No. Its just sad to see um go


----------



## Ezmo (May 11, 2003)

going along with what has been said, getting him was not a mistake, yet we needed a better post presence and there was no way that marion or jj could go. we all saw jj's impact when he was hurt, and marion does way too much for us to let him go. could we have gotten a better person for q? perhaps. but i'm content with getting kt.


----------



## rebelsun (Nov 25, 2003)

Absolutely not. They had an unbelievable season and tried running and gunning their way to a championship. That experiment didn't work, so they're toning down their style a little, and Q became expendable.

Don't forget, they signed Q as a F/A, giving up nothing in return (i.e trade) and traded him for Kurt Thomas. So, if the Suns never signed Q, they would not have gotten Kurt.


----------



## G-Force (Jan 4, 2005)

When the Suns signed Q-Rich, it was likely based on what they knew about him, their needs and their mix of other players. They made a decision based on the info that they had at the time. After a very successful season and evaluating what they need to do to continue that sucess, the Suns have decided to trade Q for another player who has the potential to fill a greater need. Now we'll see who they get in the draft.

Most of the time, you just don't know how a player or combination of players is going to work out. Phoenix had a remarkable turnarounf this past season, as did the Sonics, surprising more than a few of the expert analysts.

G-Force


----------



## Kekai (Jan 12, 2005)

I don't know why we trade him. Just because of one season we give up and try to make things better? We made the WCF. Jeez


----------



## ShuHanGuanYu (Feb 3, 2005)

No way was getting him a mistake. He helped put Phoenix on the map. Now, as our goals have changed, the Suns need to have their weaknesses filled. Defensive rebounding and interior defense are the two major weaknesses that cost the Suns when it really counted.

Suns would not be able to beat San Antonio with this team. Period. 90% of the NBA sees this, including the Suns. So, do we continue with our small lineup one more year and hope things get better? The Spurs are only going to get better, and Dallas is only going to get better. Last year, getting to the WCF was an amazing goal. Now our goal is not to get to the WCF, it's a title or at least the Finals. I am surprised to see some of you so quick to hate on this deal that the Suns made. Is it from your basketball knowledge is it from your emotion for Q leaving?
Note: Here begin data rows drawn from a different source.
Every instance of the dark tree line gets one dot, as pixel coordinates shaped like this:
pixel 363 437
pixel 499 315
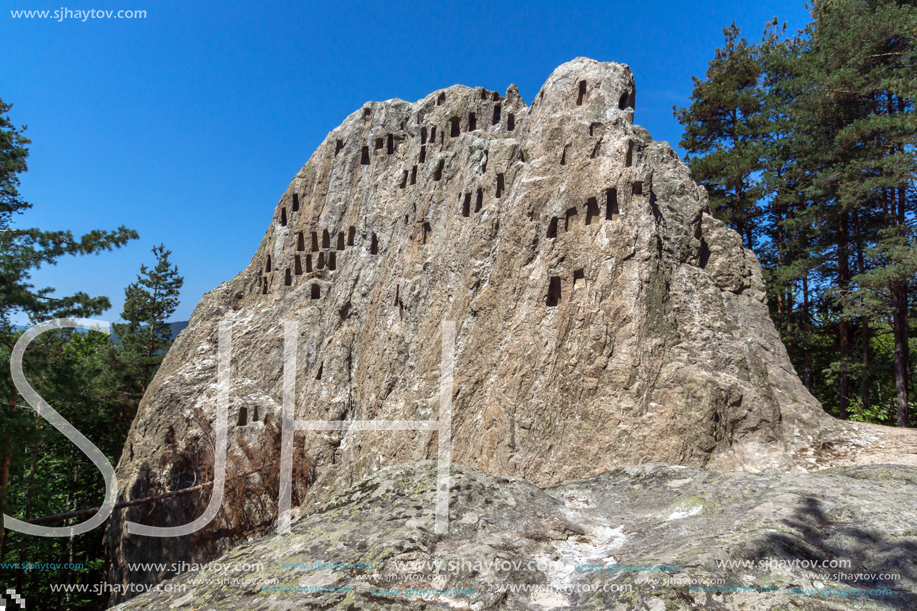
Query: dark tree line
pixel 94 380
pixel 806 144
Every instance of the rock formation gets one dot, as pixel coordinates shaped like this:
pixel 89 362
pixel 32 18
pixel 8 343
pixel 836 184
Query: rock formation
pixel 645 538
pixel 603 317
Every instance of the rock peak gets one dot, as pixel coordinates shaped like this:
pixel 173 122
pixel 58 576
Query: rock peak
pixel 603 317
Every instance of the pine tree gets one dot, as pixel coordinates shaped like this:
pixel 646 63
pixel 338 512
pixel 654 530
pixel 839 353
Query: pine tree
pixel 832 136
pixel 146 334
pixel 22 251
pixel 721 133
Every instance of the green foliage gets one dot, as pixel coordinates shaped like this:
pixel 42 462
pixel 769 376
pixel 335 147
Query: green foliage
pixel 721 128
pixel 146 335
pixel 92 380
pixel 819 128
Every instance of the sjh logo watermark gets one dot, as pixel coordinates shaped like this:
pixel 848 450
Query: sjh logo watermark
pixel 443 425
pixel 15 598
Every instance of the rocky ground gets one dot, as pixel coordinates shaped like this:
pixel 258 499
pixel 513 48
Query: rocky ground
pixel 652 537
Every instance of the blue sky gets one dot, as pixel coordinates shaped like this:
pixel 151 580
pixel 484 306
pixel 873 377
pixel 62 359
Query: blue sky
pixel 188 125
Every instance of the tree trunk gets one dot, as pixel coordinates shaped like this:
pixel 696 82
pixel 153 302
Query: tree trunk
pixel 898 292
pixel 807 349
pixel 4 484
pixel 843 281
pixel 899 326
pixel 864 320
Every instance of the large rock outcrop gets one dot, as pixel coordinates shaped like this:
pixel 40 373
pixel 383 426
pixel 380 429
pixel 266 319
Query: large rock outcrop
pixel 652 537
pixel 603 317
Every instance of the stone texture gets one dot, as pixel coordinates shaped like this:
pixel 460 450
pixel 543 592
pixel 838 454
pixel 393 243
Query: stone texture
pixel 603 317
pixel 517 546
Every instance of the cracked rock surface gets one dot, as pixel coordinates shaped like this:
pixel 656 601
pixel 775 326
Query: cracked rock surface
pixel 640 538
pixel 603 317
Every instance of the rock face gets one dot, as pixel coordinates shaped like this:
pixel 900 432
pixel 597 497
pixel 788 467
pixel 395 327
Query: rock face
pixel 645 538
pixel 603 317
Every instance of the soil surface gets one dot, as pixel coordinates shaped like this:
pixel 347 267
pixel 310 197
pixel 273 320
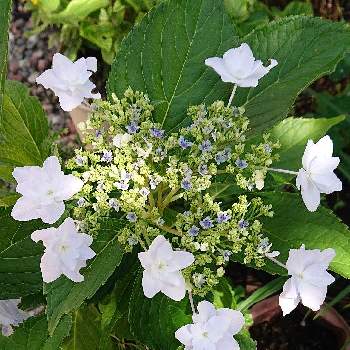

I love Q, he was fun to watch. I'd rather win a championship.

When Shaq was on the Lakers, teams in the West would sign their own answers to Shaq. Suns are trying to sign some sort of answer to Tim Duncan and the Spurs. KT is not the perfect pickup, but there is no perfect pickup these days. 

Still, not a single person has responded my several posts where I challenged someone to get a better big man than Kurt Thomas. Go and find me a promising young center who can run the floor that will not make us give up more than Q. Not gonna happen in this day and age. Not the way teams pay Centers on even the slightest hint of talent. I'll tell you this though, teams do not win championships without some sort of interior defensive presence. The Suns don't have one with Amare and Hunter. There's Duncan, Ben/Sheed Wallace, Shaq, Rodman, Olajuwon, Laimbeer/Salley, Kareem...I'm of course not putting Kurt Thomas in their league. But come on, you cannot sit there and tell me that the Suns were going to contend without some sort of defensive force on the inside. Amare said he was going to work on it. I think he will improve, but will never be the defensive force that the Suns need.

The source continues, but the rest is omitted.